The core result is that randomly fixing each neuron to either Tanh or Swish with probability p produces a continuous transition in preactivation variance scaling with depth. Below p_c variance collapses, above it inflates, and exactly at p_c the variance becomes depth-independent without needing non-smooth activations. That is the new piece: a statistical mixture as a control knob between universality classes that were previously separated by activation choice alone. They back this with the usual variance recursion, plus parallel and perpendicular susceptibilities and Lyapunov exponents, then show that MLP training on real data peaks in test performance near the predicted p_c and that the mixture suppresses memorization of corrupted labels. Those training curves are the most concrete evidence they offer that the initialization transition matters for learning. The derivations appear to stay inside the standard effective field theory framework, which is fine as far as it goes, but the quenched per-neuron choice means the moments of the nonlinearity are random; if the paper simply plugs the p-averaged activation into the Gaussian integral instead of averaging the integral result, the location of p_c and the sharpness of the transition could shift. The abstract does not spell out the order of averaging, so that step is the main place I would press in a review. The experiments are suggestive but the write-up gives no error bars, no statement of how many seeds were used, and no clear separation between the theoretically computed p_c and any post-hoc adjustment, which makes the “confirmation” harder to weigh. Overall this is a solid idea for people who care about initialization, curvature-based training, or physics-informed networks. It is worth sending to referees because the construction is simple, the claimed resolution of the smoothness-versus-scale-invariance tension is direct, and the training results tie the theory to practice even if the disorder averaging needs tightening.

Referee Report

3 major / 2 minor

Summary. The manuscript proposes a statistical mixture of activation functions (Tanh and Swish) in which each neuron independently draws its nonlinearity from the two-component distribution with fixed mixing fraction p. This quenched disorder is claimed to induce a continuous phase transition at a critical p_c, separating a variance-collapsing regime from a variance-inflating regime; at p_c the preactivation variance becomes depth-independent, yielding statistical scale invariance while preserving smoothness. The transition is derived within an effective field theory of signal propagation, corroborated by parallel/perpendicular susceptibilities and Lyapunov exponents, and tested via MLP training experiments that exhibit non-monotonic test performance peaking near the predicted p_c, with the mixture acting as a structural regularizer.

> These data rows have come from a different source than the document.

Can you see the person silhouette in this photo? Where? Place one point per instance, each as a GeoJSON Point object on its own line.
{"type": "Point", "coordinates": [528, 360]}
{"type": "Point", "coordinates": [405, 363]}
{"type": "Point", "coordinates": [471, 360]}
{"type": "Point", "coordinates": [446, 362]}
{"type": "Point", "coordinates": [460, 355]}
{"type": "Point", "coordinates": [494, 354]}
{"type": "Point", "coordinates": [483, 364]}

Significance. If the central derivation holds, the result supplies a tunable, differentiable mechanism for reaching the critical universality class without invoking non-smooth activations such as ReLU. This would be directly relevant to curvature-based optimizers, physics-informed neural networks, and neural-network quantum states. The additional observation that quenched activation disorder suppresses label memorization while preserving generalization is a potentially useful side benefit.

major comments (3)

[§3] §3 (variance propagation under quenched disorder): the recursion for the depth-dependent preactivation variance must specify whether the mixture average is taken inside or outside the Gaussian integral over preactivations. Replacing the nonlinearity by its p-averaged moments before the integral versus averaging the resulting moments after the integral yields different fixed-point equations for p_c and different sharpness of the transition; the manuscript does not indicate which ordering is used, leaving the location and character of the claimed scale-invariant point dependent on an unstated convention.
[§4] §4 (susceptibilities and Lyapunov analysis): the parallel and perpendicular susceptibilities and the Lyapunov exponent are presented as independent corroboration of the transition, yet they appear to be computed from the same effective-field-theory recursion whose averaging order is ambiguous. If the susceptibilities reduce to derivatives of the same variance map, they do not constitute an independent check and cannot resolve the ordering ambiguity.
[§5] §5 (training experiments): the reported non-monotonic test accuracy versus p is said to peak near the theoretically predicted p_c, but the manuscript provides neither the number of independent runs, error bars on the accuracy curves, nor the precise rule used to exclude outlier seeds. Without these, it is impossible to determine whether the observed optimum is statistically distinguishable from p_c or merely consistent with it within experimental scatter.

minor comments (2)

[§2] Notation for the quenched activation choice (e.g., whether f_i is drawn once per neuron and held fixed across depth or redrawn at each layer) should be introduced explicitly in the first paragraph of §2 and used consistently thereafter.
[Abstract] The abstract states that the transition is 'sharp in the depth scaling'; this phrasing is imprecise and should be replaced by a quantitative statement such as 'the variance exponent changes sign discontinuously at p_c'.

Simulated Author's Rebuttal

3 responses · 0 unresolved

We thank the referee for the careful reading and the constructive major comments. We address each point below and indicate the revisions we will make to the manuscript.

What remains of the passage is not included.